Since the statement is scale-invariant, we can restrict ourselves, with no loss of generality, to the case ${\sum_{u,v} d(u,v) = |V|^2}$.

Remark 1 Let us discuss some intuition before continuing with the proof.

As our experience proving Bourgain’s embedding theorem shows us, it is rather difficult to pick sets such that ${|f_S(u)-f_S(v)|}$ is not much smaller than ${d(u,v)}$. Here we have a somewhat simpler case to solve because we are not trying to preserve all distances, but only the average pairwise distance. A simple observation is that if we find a set ${S}$ which contains ${\Omega(|V|)}$ elements and such that ${\Omega(|V|)}$ elements of ${V}$ are at distance ${\Omega(\delta)}$ from ${S}$, then we immediately get ${\sum_{u,v} |f_S(u) - f_S(v)| \geq \Omega(\delta |V|^2)}$, because there will be ${\Omega(|V|^2)}$ pairs ${u,v}$ such that ${f_S(u)=0}$ and ${f_S(v) \geq \delta}$. In particular, if we could find such a set with ${\delta = 1/O(\sqrt{\log |V|})}$ then we would be done. Unfortunately this is too much to ask for in general, because we always have ${|f_S(u) - f_S(v)|\leq d(u,v)}$, which means that if we want ${\sum_{u,v} |f_S(u) - f_S(v)|}$ to have ${\Omega(V^2)}$ noticeably large terms we must also have that ${d(u,v)}$ is noticeably large for ${\Omega(|V|^2)}$ pairs of points, which is not always true.

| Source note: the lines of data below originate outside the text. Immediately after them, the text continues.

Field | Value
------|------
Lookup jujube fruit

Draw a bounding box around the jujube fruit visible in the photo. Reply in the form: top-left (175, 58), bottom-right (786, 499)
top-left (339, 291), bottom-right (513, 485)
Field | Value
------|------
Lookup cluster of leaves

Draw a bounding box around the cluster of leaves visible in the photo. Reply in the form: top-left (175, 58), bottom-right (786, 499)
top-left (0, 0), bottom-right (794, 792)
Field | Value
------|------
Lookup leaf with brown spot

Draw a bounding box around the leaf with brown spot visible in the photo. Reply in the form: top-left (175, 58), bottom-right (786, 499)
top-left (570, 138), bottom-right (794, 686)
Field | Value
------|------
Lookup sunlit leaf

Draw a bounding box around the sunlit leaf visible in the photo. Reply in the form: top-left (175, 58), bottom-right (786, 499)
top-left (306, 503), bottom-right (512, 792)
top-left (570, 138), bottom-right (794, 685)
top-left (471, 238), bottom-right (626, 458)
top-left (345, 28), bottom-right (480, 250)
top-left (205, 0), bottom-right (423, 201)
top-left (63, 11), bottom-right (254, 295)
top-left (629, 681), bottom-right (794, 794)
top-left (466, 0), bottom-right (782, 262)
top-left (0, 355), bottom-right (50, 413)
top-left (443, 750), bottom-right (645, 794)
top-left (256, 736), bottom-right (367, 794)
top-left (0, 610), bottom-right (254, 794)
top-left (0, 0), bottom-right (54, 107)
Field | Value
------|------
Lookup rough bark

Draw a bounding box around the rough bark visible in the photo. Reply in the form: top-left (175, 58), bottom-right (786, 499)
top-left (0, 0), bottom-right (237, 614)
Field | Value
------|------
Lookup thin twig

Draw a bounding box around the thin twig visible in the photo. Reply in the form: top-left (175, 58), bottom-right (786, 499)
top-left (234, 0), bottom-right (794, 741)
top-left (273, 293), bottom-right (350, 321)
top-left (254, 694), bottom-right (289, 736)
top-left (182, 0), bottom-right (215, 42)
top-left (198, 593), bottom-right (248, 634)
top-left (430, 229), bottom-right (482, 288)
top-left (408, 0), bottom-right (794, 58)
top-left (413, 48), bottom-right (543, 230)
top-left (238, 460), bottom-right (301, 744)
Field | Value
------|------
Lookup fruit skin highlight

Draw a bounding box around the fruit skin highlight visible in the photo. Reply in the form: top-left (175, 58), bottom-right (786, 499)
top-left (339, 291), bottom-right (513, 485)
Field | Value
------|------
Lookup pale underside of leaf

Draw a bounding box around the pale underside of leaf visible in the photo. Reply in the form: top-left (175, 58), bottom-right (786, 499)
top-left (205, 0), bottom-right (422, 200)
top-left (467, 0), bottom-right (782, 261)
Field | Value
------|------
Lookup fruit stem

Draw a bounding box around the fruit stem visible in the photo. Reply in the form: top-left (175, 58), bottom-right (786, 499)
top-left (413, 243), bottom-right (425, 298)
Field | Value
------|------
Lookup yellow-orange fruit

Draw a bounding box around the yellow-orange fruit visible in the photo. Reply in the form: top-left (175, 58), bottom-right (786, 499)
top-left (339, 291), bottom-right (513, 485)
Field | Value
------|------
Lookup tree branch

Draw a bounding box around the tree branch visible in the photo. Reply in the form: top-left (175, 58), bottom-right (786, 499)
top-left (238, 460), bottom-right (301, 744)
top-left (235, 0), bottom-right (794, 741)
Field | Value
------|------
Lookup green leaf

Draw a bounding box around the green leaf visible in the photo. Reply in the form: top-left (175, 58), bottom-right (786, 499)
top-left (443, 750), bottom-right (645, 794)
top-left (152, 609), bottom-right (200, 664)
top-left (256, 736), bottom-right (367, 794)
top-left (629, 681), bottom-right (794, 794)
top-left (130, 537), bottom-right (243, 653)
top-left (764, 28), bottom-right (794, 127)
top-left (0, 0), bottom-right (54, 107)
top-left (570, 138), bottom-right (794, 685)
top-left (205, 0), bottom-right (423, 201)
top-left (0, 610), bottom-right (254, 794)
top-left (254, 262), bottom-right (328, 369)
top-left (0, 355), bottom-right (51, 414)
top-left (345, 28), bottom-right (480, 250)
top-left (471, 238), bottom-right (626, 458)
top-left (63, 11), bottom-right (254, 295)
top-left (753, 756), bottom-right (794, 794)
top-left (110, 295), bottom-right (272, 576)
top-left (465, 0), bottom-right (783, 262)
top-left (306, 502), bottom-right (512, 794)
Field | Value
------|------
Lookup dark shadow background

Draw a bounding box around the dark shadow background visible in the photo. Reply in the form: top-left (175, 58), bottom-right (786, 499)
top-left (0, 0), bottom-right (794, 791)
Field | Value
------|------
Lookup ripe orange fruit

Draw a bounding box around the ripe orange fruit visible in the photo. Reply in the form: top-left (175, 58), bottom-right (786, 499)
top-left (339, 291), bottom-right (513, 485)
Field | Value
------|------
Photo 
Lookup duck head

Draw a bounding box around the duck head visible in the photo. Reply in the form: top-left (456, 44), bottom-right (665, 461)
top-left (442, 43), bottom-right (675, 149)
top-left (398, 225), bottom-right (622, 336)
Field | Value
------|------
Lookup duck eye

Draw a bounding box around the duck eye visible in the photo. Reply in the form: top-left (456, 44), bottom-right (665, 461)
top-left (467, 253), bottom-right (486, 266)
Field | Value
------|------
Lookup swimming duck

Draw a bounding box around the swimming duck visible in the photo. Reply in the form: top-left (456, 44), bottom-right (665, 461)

There is, however, the following argument, which goes back to Leighton and Rao: either there are ${\Omega(|V|)}$ points concentrated in a ball whose radius is a quarter (say) of the average pairwise distance, and then we can use that ball to get an ${\ell_1}$ mapping with only constant error; or there are ${\Omega(|V|)}$ points in a ball of radius twice the average pairwise distance, such that the pairwise distances of the points in the ball account for a constant fraction of all pairwise distances. In particular, the sum of pairwise distances includes ${\Omega(|V|^2)}$ terms which are ${\Omega(1)}$.

After we do this reduction and some scaling, we are left with the task of proving the following theorem: suppose we are given an ${n}$-point negative type metric in which the points are contained in a ball of radius 1 and are such that the sum of pairwise distances is ${\Omega(n^2)}$; then there is a subset ${S}$ of size ${\Omega(n)}$ such that there are ${\Omega(n)}$ points whose distance from the set is ${1/O(\sqrt{\log n})}$. This theorem is the main result of the Arora-Rao-Vazirani paper. (Strictly speaking, this form of the theorem was proved later by Lee — Arora, Rao and Vazirani had a slightly weaker formulation.)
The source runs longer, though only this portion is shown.